- Northwestern University education researchers are working in partnership with elementary and secondary schools in Evanston, outside Chicago, to learn more about the factors that influence whether a student completes college, according to the Chicago Tribune.
- Taking at least five semesters of college coursework increases the chances that a student will earn a four-year degree, members of the research team, led by David Figlio, dean of the school of education and social policy, said during a joint school board meeting for Evanston/Skokie School District 65 and the Evanston Township High School District 202.
- They noted that while some predictors of college success such as grades, test scores and attendance rates are easy to measure, other areas, such as demographic factors and whether or not a student has a strong support network, are more difficult to study.

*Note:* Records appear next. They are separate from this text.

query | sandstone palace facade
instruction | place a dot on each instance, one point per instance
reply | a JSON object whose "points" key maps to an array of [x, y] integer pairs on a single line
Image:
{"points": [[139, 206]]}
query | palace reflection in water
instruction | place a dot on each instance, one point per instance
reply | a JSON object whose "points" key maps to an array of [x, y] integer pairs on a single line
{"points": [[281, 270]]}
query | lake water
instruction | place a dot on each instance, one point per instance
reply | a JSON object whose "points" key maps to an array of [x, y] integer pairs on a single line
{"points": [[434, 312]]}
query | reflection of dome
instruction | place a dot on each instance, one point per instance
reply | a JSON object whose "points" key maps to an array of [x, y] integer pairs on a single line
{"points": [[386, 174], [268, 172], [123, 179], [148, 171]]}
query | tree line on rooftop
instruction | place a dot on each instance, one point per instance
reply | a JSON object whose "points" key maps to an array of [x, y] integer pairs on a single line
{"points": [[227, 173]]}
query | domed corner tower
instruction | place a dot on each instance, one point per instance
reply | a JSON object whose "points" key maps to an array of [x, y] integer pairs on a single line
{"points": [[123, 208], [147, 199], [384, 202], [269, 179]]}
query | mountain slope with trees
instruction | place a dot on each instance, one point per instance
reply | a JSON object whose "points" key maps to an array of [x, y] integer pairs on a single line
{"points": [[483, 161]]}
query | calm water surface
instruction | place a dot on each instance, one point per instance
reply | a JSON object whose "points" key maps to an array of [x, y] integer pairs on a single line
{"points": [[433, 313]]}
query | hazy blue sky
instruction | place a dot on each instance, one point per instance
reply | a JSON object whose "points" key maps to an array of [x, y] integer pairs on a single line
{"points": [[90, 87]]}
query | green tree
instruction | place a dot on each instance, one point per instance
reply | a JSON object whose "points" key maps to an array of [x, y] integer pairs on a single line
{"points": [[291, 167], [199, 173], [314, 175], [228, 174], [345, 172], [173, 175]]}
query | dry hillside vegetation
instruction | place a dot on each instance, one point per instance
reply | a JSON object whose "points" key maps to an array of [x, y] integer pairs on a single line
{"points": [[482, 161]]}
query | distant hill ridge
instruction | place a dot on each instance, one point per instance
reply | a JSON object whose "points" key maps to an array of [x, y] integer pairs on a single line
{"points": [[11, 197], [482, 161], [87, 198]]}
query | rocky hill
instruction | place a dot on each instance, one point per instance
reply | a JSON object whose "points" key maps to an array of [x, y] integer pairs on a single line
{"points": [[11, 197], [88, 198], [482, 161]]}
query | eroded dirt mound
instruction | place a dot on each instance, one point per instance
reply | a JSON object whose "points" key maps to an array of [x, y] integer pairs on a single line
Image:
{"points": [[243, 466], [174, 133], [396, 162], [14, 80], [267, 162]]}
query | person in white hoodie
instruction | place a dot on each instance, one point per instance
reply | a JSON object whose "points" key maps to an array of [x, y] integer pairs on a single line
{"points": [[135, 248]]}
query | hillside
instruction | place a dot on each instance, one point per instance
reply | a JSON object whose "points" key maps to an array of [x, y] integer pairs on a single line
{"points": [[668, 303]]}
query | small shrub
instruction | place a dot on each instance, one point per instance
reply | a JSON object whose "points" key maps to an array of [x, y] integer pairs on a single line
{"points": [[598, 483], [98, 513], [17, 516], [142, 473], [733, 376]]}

Research at the school and classroom level can answer longstanding questions over how to best prepare students for success beyond high school and how to improve principal and educator preparation and effectiveness. But such projects can also be taxing on school leaders and teachers. Providing researchers with access to data, accommodating classroom observations, getting parents to sign consent forms, or making time for researchers to interview teachers and students can heap even more obligations on already busy administrators. That’s why in the Evanston meetings, school board members were understandably asking how the research project would help them address the needs they have among the students currently in their schools.
In a 2014 blog post, Hella Bel Hadj Amor of Education Northwest, who used to lead the data and research request process at the District of Columbia Public Schools, provided researchers with some suggestions. “The best way to start is by thinking about what’s in it for the district, because that’s what they’ll want to hear first,” she wrote.
Once viewed as a way for teacher education students to gain student-teaching experience, school-university partnerships have slowly evolved into more of a two-way street. As they search for answers that might benefit students years down the road, researchers are also sharing more timely feedback with schools based on what they already know. In a 2015 paper, Ruth N. López Turley of Rice University and Carla Stevens of the Houston Independent School District, wrote that successful school-university partnerships require trusting relationships, communication with all stakeholders involved and a “joint research infrastructure.”
It’s also important for both universities and schools to identify someone who can work in a liaison role as part of the project to take some of the weight off principals.